When she furnished the house, Fredericks drew on a lifetime’s worth of objects from her first New York apartment, travels in Japan and Italy, house sales, regional auctions, antiques dealers, and architectural salvage suppliers. Seating, for instance, includes couches of her own design, an eighteenth- century Venetian walnut grotto chair, and inexpensive, secondhand chairs, all neoclassical in style, all reupholstered.

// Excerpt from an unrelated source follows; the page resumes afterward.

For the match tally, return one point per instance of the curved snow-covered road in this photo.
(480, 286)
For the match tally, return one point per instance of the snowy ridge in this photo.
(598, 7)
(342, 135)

Ultimately, Fredericks’s aesthetic is an alloy of practicality and beauty, art and nature. Works by Berkshire artists Walton Ford, Cynthia Atwood, Susan Hardcastle, Joan Griswold, Ann Getsinger, Frederic Tellander, and David Jurney are juxtaposed with nineteenth-century naturalist’s trays of eggs, beetles, and butterflies and a bell jar displaying a flock of bright-feathered, Victorian taxidermy birds.  The artful arrangement of these things transforms the table in the entry hall into a paean to the natural world. Whether crafted by human hand or by nature, Fredericks says, quoting German playwright Bertolt Brecht, “Every art contributes to the greatest art of all—the art of living.”